Creator News goes live, offering aggregated arts, culture, and lifestyle stories while rewarding content producers

The owner of the Georgia Straight and NOW Magazine—Media Central Corporation—holds a 25-percent equity stake in the new venture

    1 of 1 2 of 1

      The parent company of Vancouver’s Georgia Straight and Toronto’s NOW Magazine has announced the launch of a new online destination for arts, cultural, and lifestyle articles.

      Called Creator News, it’s being billed as a “non-political and stress-free aggregated content website” designed to reach a global audience. It can be reached at creatornews.com.

      Creator News is 25-percent owned by Media Central Corporation (CSE: FLYY, FSE:3AT), which bought the Georgia Straight from the McLeod family in 2020. Media Central also owns the CannCentral and ECentralSports websites, in addition to NOW Magazine.

      According to a Media Central news release, it “will earn 20 percent of the revenue Creator News generates determined by the percentage of page views its titles generate”.

      In addition, Creator News has licensing agreements with other content producers on the same terms—and it’s hoping to develop more partnerships like this in the future.

      This approach has already been applied successfully in current affairs with aggregators such as Google News, Apple News,and Smart News. They’ve succeeded by offering the works of many content producers providing politics and other contentious subjects on a single website.

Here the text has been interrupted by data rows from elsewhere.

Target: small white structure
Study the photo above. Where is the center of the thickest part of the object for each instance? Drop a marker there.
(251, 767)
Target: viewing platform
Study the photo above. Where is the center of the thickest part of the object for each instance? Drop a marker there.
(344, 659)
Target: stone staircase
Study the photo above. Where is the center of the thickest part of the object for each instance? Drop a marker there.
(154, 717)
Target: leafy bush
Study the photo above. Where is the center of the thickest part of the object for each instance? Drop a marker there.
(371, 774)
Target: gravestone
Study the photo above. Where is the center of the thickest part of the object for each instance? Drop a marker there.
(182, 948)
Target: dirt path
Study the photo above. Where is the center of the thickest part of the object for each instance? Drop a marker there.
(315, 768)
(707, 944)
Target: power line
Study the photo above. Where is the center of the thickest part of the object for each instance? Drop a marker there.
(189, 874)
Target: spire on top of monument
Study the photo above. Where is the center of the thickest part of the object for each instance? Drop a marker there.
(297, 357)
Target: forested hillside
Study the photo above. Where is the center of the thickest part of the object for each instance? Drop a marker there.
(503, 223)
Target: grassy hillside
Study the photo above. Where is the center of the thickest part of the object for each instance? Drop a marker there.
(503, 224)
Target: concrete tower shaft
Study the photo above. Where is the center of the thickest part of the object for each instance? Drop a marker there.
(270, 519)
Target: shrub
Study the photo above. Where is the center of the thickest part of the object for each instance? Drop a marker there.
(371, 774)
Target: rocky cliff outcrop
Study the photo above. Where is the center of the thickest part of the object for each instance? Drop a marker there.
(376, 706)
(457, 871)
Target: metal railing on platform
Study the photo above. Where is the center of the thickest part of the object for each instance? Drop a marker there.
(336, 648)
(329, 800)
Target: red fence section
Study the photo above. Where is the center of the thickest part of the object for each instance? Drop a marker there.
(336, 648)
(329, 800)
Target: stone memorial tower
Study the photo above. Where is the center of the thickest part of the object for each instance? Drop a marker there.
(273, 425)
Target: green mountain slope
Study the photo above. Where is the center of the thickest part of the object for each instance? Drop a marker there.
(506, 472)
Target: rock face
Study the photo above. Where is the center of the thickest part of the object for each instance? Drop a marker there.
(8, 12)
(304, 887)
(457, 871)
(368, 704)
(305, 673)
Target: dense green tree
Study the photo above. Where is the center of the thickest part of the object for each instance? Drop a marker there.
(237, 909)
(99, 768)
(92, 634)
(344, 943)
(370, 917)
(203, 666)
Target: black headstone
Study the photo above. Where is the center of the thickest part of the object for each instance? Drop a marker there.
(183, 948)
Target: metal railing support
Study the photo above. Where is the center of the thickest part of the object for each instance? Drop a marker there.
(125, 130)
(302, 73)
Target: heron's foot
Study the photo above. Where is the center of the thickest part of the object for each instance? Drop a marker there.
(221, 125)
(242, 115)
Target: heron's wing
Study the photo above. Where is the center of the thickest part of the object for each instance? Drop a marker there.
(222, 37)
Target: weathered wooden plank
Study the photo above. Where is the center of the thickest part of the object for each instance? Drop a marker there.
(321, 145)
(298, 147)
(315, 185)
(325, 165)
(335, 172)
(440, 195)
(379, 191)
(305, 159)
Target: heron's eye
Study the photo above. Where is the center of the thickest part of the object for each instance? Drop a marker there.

      Creator News has been created to do the same with regard to arts, culture, and lifestyle—resulting in a relaxing experience for users—while leaving divisive political coverage to others. The site will not feature political-clickbait headlines. Creator News is choosing instead to develop its audience through referral traffic from those who enjoy arts, culture, entertainment, and lifestyle-oriented stories commonly found in alternative newsweeklies and other media.

      “We are very excited to introduce the first digital-only news product that will accelerate our audience scale beyond the potential of our existing city-focused websites,” Media Central board chair Manos Pavlakis said in the release. “It also will diversify our revenue streams to reduce the risk of relying only on local revenue to support our existing holdings.”

      Most Internet aggregators use on bots and artificial intelligence to gather content. Creator News, on the other hand, has a human curator: Adam Waxman, editor of Toronto-based DINE magazine. It’s a founding partner of Creator News.

      “As someone who scours the Internet for news highlights, Creator News saves its users time by providing engaging curation and curator notes that are as easy to follow as they are stimulating,” Waxman said in the release.

      A supply-side programmatic partner, which was integrated into the site during the “soft launch”, is intended to generate advertising revenue when a short ad-free period comes to an end. Income generated from those ads will be shared with content partners.

      Creator News is working with a development team at Guelph, Ontario–based Lunarstorm Technologies, which is developing a mobile application is expected to be introduced later this year. In addition, Creator News will soon be introducing social-sharing functionality to drive more traffic to the site.

      The most successful aggregated-content site, Google News, generated 1.83 billion page views in July, according to Similar Web. Yahoo News attracted 726 million page views, whereas the Drudge Report drew 653 million.

      All three of these online aggregators eclipsed well-known media brands such as the Washington Post, CNBC, Wall Street Journal, and the three major U.S. news networks.